Most of paper in literature deals with studying the behavior of single screw piles in sand under different load condition .While, minor of the researchers using injection of grouting beneath of helixes to improve the capacity and performance of screw piles as discussed above. Based on the paper in literature, it has been found that the screw pile has small axial stiffness and low lateral resistance. Therefore, the present research aims to investigate an alternative technique to improve the ultimate capacity of single screw piles under tensile inclined loads in dry sand using injection of grouting at a different zone in the top surface of the screw pile.

EXPERIMENTAL WORK

Experimental set up

A cylindrical test tank with 950.0 mm diameter, 900.0 mm height and is of 3 mm thick which is sufficiently thick and rigid enough to prevent any lateral deformation of the side walls was used to conduct the experimental investigation. The internal dimensions of the tank were taken so as to eliminate the boundary effect. According to Satyendra et al. (2010) the plan dimensions for the tank to avoid boundary effect which was considered to be minimal of three times the diameter of the helix. The diameter of the test pile is 21 mm with helix diameter of 60 mm. An electric motor is fixed on the top of the loading frame to create the torque required to push the piles into the soil. Three smooth pulleys system and wire are used to apply the inclined load on the piles. The axial vertical and horizontal displacement is measured using 0.01 mm accuracy dial gauge. The experimental set up is shown in Fig. 1.

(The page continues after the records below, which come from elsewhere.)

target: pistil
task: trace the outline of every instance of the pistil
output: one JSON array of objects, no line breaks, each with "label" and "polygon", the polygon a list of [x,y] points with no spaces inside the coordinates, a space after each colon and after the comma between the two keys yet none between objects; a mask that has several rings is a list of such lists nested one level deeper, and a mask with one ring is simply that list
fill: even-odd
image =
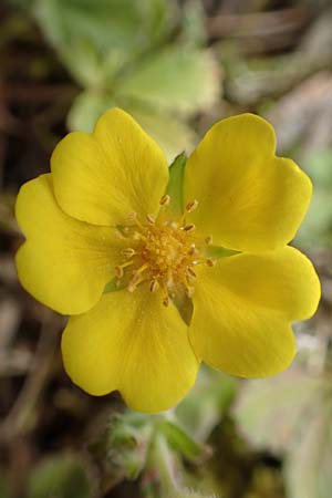
[{"label": "pistil", "polygon": [[197,264],[214,264],[199,249],[211,243],[211,237],[197,239],[193,235],[196,226],[186,222],[187,215],[197,209],[198,201],[194,199],[187,203],[178,219],[167,216],[169,203],[169,196],[163,196],[159,201],[163,216],[155,218],[147,214],[145,222],[138,219],[136,212],[128,214],[131,225],[120,234],[120,238],[127,242],[127,247],[122,250],[125,261],[115,268],[118,281],[127,276],[129,292],[147,282],[151,292],[162,292],[165,307],[181,289],[189,298],[193,297]]}]

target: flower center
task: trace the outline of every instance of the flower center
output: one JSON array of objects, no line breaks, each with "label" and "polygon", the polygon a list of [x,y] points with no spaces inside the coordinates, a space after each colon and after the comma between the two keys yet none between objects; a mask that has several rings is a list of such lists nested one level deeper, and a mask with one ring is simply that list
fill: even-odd
[{"label": "flower center", "polygon": [[151,292],[159,289],[163,291],[163,303],[166,307],[183,290],[188,297],[193,295],[197,264],[214,266],[211,259],[204,257],[204,248],[211,243],[211,237],[204,240],[197,238],[195,225],[186,222],[187,215],[197,208],[198,201],[188,203],[178,219],[167,216],[169,201],[169,196],[162,197],[157,219],[146,215],[146,219],[142,221],[136,212],[128,215],[131,225],[118,231],[120,237],[126,241],[126,247],[122,250],[124,262],[115,267],[118,282],[126,279],[129,292],[147,282]]}]

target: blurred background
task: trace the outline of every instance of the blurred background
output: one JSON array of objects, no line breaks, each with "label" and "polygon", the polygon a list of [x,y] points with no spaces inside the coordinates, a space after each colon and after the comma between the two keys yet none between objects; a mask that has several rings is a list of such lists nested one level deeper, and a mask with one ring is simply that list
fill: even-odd
[{"label": "blurred background", "polygon": [[[314,261],[322,301],[295,326],[283,374],[240,382],[203,370],[156,417],[90,397],[64,374],[64,319],[17,280],[13,204],[68,131],[91,131],[114,105],[169,162],[215,121],[259,113],[279,155],[311,176],[293,243]],[[0,498],[164,497],[156,439],[175,479],[203,496],[331,498],[331,0],[1,0]]]}]

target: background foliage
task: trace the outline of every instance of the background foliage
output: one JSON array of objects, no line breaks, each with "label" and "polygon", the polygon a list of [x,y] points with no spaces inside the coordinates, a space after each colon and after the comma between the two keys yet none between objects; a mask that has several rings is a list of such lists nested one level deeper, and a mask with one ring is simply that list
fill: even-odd
[{"label": "background foliage", "polygon": [[[283,374],[203,370],[143,416],[73,387],[63,319],[20,288],[20,185],[69,129],[133,114],[169,162],[256,112],[314,184],[294,245],[322,281]],[[11,0],[0,4],[0,498],[331,498],[332,7],[329,0]]]}]

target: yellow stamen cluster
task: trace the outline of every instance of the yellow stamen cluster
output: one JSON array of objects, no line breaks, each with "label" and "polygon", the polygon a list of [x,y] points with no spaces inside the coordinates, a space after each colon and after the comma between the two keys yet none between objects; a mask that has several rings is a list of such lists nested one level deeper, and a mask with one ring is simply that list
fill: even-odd
[{"label": "yellow stamen cluster", "polygon": [[122,250],[124,262],[115,267],[118,281],[127,279],[129,292],[147,282],[151,292],[159,289],[163,291],[163,303],[166,307],[181,290],[188,297],[193,295],[197,264],[214,264],[199,250],[201,246],[211,243],[211,237],[197,240],[194,236],[195,225],[186,224],[186,216],[198,206],[197,200],[187,204],[178,220],[167,216],[169,201],[168,195],[162,197],[163,209],[157,219],[153,215],[146,215],[145,221],[142,221],[136,212],[128,215],[131,225],[120,231],[120,237],[126,242]]}]

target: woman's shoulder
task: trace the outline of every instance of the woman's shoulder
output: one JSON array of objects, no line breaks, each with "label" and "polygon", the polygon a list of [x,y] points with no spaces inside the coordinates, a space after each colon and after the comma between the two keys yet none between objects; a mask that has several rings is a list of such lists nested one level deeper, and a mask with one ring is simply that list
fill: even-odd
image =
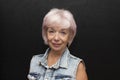
[{"label": "woman's shoulder", "polygon": [[32,61],[40,60],[43,56],[44,54],[35,54],[32,56]]}]

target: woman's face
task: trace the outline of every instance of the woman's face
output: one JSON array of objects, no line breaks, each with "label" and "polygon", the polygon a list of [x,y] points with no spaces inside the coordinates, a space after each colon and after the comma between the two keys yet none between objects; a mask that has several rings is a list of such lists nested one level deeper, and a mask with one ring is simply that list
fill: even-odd
[{"label": "woman's face", "polygon": [[69,28],[60,25],[49,26],[47,29],[48,45],[54,51],[62,51],[69,41]]}]

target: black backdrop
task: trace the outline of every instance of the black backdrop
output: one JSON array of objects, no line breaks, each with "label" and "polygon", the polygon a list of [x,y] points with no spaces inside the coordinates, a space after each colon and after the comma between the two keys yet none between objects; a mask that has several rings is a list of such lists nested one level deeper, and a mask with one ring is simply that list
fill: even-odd
[{"label": "black backdrop", "polygon": [[1,79],[25,80],[30,59],[44,53],[44,15],[51,8],[70,10],[78,29],[70,47],[83,58],[89,80],[119,78],[119,0],[1,0]]}]

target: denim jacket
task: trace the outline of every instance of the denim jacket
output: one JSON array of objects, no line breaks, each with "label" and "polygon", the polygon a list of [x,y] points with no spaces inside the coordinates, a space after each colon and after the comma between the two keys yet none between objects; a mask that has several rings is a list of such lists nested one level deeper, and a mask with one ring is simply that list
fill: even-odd
[{"label": "denim jacket", "polygon": [[49,49],[45,54],[34,55],[31,59],[29,80],[76,80],[76,71],[78,64],[82,59],[70,54],[68,48],[64,51],[61,58],[52,66],[47,65],[47,56]]}]

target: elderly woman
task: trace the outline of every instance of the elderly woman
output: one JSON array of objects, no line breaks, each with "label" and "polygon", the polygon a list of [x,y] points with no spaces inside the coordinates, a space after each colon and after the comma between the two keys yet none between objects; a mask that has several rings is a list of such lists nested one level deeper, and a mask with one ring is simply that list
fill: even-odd
[{"label": "elderly woman", "polygon": [[34,55],[29,80],[87,80],[82,59],[70,54],[68,47],[76,35],[70,11],[51,9],[43,20],[42,37],[49,46],[45,54]]}]

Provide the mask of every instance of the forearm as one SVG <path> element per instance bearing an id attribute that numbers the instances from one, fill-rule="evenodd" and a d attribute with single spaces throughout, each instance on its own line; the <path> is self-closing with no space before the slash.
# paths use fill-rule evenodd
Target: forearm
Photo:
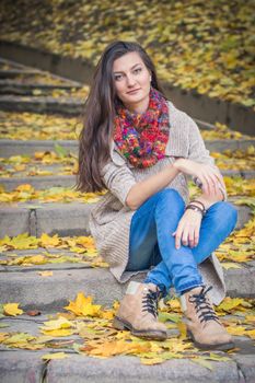
<path id="1" fill-rule="evenodd" d="M 148 198 L 166 187 L 179 173 L 172 165 L 141 182 L 138 182 L 128 193 L 126 204 L 131 210 L 137 210 Z"/>
<path id="2" fill-rule="evenodd" d="M 218 201 L 223 200 L 223 194 L 219 190 L 216 193 L 213 197 L 208 196 L 207 194 L 202 193 L 200 196 L 196 197 L 196 200 L 200 201 L 204 204 L 206 210 L 209 209 L 213 204 Z M 194 202 L 195 204 L 195 202 Z M 199 206 L 199 204 L 198 204 Z"/>

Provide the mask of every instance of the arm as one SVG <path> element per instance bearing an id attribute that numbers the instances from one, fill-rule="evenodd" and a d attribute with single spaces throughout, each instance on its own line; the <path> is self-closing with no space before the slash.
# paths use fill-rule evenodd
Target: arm
<path id="1" fill-rule="evenodd" d="M 113 161 L 101 171 L 107 189 L 131 210 L 138 209 L 149 197 L 167 186 L 178 173 L 177 169 L 169 165 L 158 174 L 137 182 L 126 164 L 119 166 Z"/>
<path id="2" fill-rule="evenodd" d="M 160 173 L 134 185 L 127 196 L 127 205 L 131 210 L 136 210 L 149 197 L 166 187 L 179 173 L 173 165 L 164 167 Z"/>
<path id="3" fill-rule="evenodd" d="M 189 163 L 189 173 L 197 186 L 202 190 L 201 197 L 197 198 L 205 202 L 206 208 L 217 202 L 218 200 L 227 200 L 227 190 L 223 177 L 219 169 L 215 164 L 215 159 L 210 155 L 209 150 L 206 149 L 205 142 L 200 135 L 197 124 L 186 114 L 188 124 L 188 156 L 187 159 L 196 164 L 204 165 L 200 170 L 195 169 L 199 174 L 193 174 L 192 167 L 196 164 Z M 185 160 L 184 160 L 185 161 Z M 201 198 L 201 199 L 200 199 Z"/>

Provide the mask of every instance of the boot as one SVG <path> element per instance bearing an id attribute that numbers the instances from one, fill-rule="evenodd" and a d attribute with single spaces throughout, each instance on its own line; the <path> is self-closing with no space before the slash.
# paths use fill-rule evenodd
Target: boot
<path id="1" fill-rule="evenodd" d="M 187 333 L 198 348 L 229 350 L 234 348 L 234 344 L 207 295 L 211 289 L 212 287 L 197 287 L 181 295 Z"/>
<path id="2" fill-rule="evenodd" d="M 129 329 L 132 335 L 164 340 L 166 327 L 158 322 L 159 287 L 131 281 L 114 318 L 117 329 Z"/>

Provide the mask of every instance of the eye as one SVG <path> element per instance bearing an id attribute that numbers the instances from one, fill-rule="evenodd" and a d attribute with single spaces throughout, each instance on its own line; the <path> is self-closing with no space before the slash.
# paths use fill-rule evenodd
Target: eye
<path id="1" fill-rule="evenodd" d="M 123 79 L 123 74 L 115 74 L 114 80 L 115 81 L 120 81 Z"/>
<path id="2" fill-rule="evenodd" d="M 134 73 L 135 74 L 138 74 L 138 73 L 140 73 L 142 71 L 142 68 L 136 68 L 135 70 L 134 70 Z"/>

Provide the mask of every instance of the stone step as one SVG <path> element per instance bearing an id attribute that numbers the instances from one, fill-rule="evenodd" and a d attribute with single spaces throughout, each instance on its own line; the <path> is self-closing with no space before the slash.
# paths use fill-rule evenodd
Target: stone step
<path id="1" fill-rule="evenodd" d="M 61 249 L 58 252 L 62 253 Z M 23 251 L 26 255 L 37 253 Z M 255 298 L 255 262 L 239 265 L 241 268 L 223 269 L 227 294 Z M 0 268 L 1 302 L 19 301 L 22 302 L 22 307 L 31 310 L 60 310 L 79 291 L 92 295 L 95 303 L 112 306 L 115 300 L 121 299 L 128 285 L 119 283 L 108 268 L 90 267 L 89 263 L 18 266 L 13 271 L 12 268 L 13 266 Z M 37 274 L 42 270 L 53 270 L 53 276 L 43 278 Z M 142 281 L 146 274 L 139 272 L 131 280 Z"/>
<path id="2" fill-rule="evenodd" d="M 244 179 L 255 178 L 254 171 L 221 171 L 223 176 L 242 177 Z M 30 184 L 35 189 L 46 189 L 49 187 L 74 187 L 76 175 L 45 175 L 45 176 L 22 176 L 22 177 L 1 177 L 0 185 L 4 186 L 7 192 L 15 189 L 19 185 Z"/>
<path id="3" fill-rule="evenodd" d="M 83 104 L 80 98 L 0 95 L 0 111 L 8 112 L 60 113 L 79 116 Z"/>
<path id="4" fill-rule="evenodd" d="M 61 311 L 63 312 L 63 311 Z M 66 312 L 66 311 L 65 311 Z M 57 314 L 57 312 L 54 312 Z M 39 326 L 48 321 L 48 313 L 31 317 L 22 314 L 19 317 L 4 317 L 2 322 L 10 327 L 7 332 L 22 332 L 39 336 Z M 205 368 L 193 359 L 184 356 L 182 359 L 173 358 L 163 363 L 144 365 L 139 356 L 115 356 L 112 358 L 92 358 L 79 355 L 72 344 L 84 345 L 79 335 L 55 337 L 54 341 L 69 341 L 53 348 L 50 345 L 42 350 L 11 349 L 1 345 L 0 379 L 1 383 L 254 383 L 255 364 L 253 341 L 247 337 L 234 337 L 235 351 L 225 355 L 213 350 L 219 358 L 229 357 L 227 361 L 210 360 L 211 369 Z M 106 339 L 107 341 L 107 339 Z M 43 361 L 42 356 L 53 352 L 65 352 L 65 360 Z M 190 349 L 197 357 L 205 356 L 204 351 Z M 33 376 L 33 380 L 32 378 Z"/>
<path id="5" fill-rule="evenodd" d="M 54 151 L 55 144 L 63 147 L 72 153 L 78 153 L 78 141 L 76 140 L 9 140 L 0 139 L 0 156 L 8 158 L 19 154 L 34 154 L 36 151 Z M 223 150 L 246 150 L 251 146 L 255 146 L 254 139 L 240 140 L 206 140 L 206 147 L 211 152 L 222 152 Z"/>
<path id="6" fill-rule="evenodd" d="M 78 337 L 77 337 L 78 338 Z M 76 343 L 84 344 L 80 338 Z M 59 338 L 56 338 L 59 340 Z M 163 363 L 144 365 L 135 356 L 115 356 L 112 358 L 93 358 L 78 355 L 71 348 L 47 348 L 38 351 L 7 349 L 1 352 L 1 383 L 254 383 L 254 348 L 251 341 L 237 340 L 235 352 L 227 355 L 228 361 L 212 361 L 205 368 L 187 357 L 173 358 Z M 45 353 L 63 351 L 68 358 L 42 359 Z M 195 352 L 197 356 L 205 355 Z M 213 352 L 216 353 L 216 352 Z M 225 356 L 219 353 L 219 356 Z M 33 380 L 31 379 L 33 376 Z"/>
<path id="7" fill-rule="evenodd" d="M 248 175 L 248 174 L 247 174 Z M 253 178 L 255 178 L 255 172 L 253 174 Z M 27 177 L 13 177 L 0 178 L 0 185 L 4 186 L 7 192 L 11 192 L 15 189 L 19 185 L 30 184 L 36 189 L 46 189 L 54 186 L 59 187 L 73 187 L 76 185 L 76 176 L 74 175 L 46 175 L 46 176 L 27 176 Z"/>
<path id="8" fill-rule="evenodd" d="M 234 201 L 234 199 L 230 199 Z M 48 202 L 36 200 L 0 206 L 0 237 L 15 236 L 27 232 L 30 235 L 40 236 L 43 233 L 68 235 L 86 235 L 89 230 L 89 214 L 93 204 L 83 202 Z M 247 206 L 236 206 L 239 220 L 236 228 L 242 228 L 251 217 Z"/>

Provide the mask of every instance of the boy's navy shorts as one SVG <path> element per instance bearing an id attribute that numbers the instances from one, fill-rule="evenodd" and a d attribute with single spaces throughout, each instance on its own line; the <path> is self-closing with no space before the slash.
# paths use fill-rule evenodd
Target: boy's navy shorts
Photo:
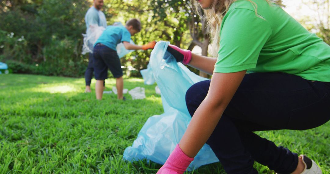
<path id="1" fill-rule="evenodd" d="M 108 78 L 108 68 L 115 78 L 122 76 L 120 60 L 116 51 L 103 44 L 98 44 L 94 47 L 93 55 L 95 79 Z"/>

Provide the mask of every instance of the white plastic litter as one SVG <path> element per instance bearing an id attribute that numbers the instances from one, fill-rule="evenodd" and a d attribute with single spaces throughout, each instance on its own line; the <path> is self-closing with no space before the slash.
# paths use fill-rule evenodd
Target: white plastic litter
<path id="1" fill-rule="evenodd" d="M 116 88 L 116 86 L 114 86 L 112 87 L 112 91 L 114 92 L 114 93 L 115 94 L 117 94 L 118 92 L 117 91 L 117 88 Z M 123 89 L 123 94 L 127 94 L 127 92 L 128 92 L 128 90 L 127 89 Z"/>
<path id="2" fill-rule="evenodd" d="M 137 87 L 130 90 L 128 93 L 132 96 L 133 100 L 143 99 L 146 98 L 144 88 Z"/>
<path id="3" fill-rule="evenodd" d="M 99 26 L 96 24 L 91 25 L 89 26 L 87 31 L 87 33 L 82 34 L 82 36 L 83 36 L 83 44 L 82 45 L 82 54 L 85 55 L 87 53 L 93 53 L 94 44 L 105 30 L 105 28 Z"/>
<path id="4" fill-rule="evenodd" d="M 156 87 L 155 87 L 155 91 L 156 91 L 156 94 L 160 95 L 160 90 L 159 89 L 159 88 L 158 86 L 156 86 Z"/>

Pressurized grout chamber A grout delivery mechanism was designed to provide variable pressure control and easy

filling of model pile-soil system .The injection technique of grout was done through four nozzles with diameter of 5mm on the tested model piles and located at studied depth from the ground surface. The grout was injected inside the screw pipe piles and dissipated to the surrounding soil through these nozzles which located at the same level. Tests were done at different pressure of injection (2, 4 and 5 bars). It has been found that the used grout pressure of 5 bars made the soil collapsed and raised above. So, A system to fix the soil was used however, big cracks appeared and the diameter of grout bulb was very big compared with the diameter of the central shaft. Finally, at pressurized grout 2 bar the diameter of grout bulb was suitable and the soil doesn't collapse. Therefore, the appropriate used pressure of the grout is 1.5 bars during all test series. The elements of pressurized grout chamber included a compressor with a pressurized air valve, tank under pressure, motor gear for flipping the grout, funnel for pouring the grout, two pieces of pressure valve and pressure gauge to control the pressure inside the tank and prevent the internal pressure from exceeding the gage limit. Two-pieces of pressure hose one of them for transporting the air from compressor to the tank and another piece to transport the grout from the tank to the pile. Fig 2 shows the grout pump system.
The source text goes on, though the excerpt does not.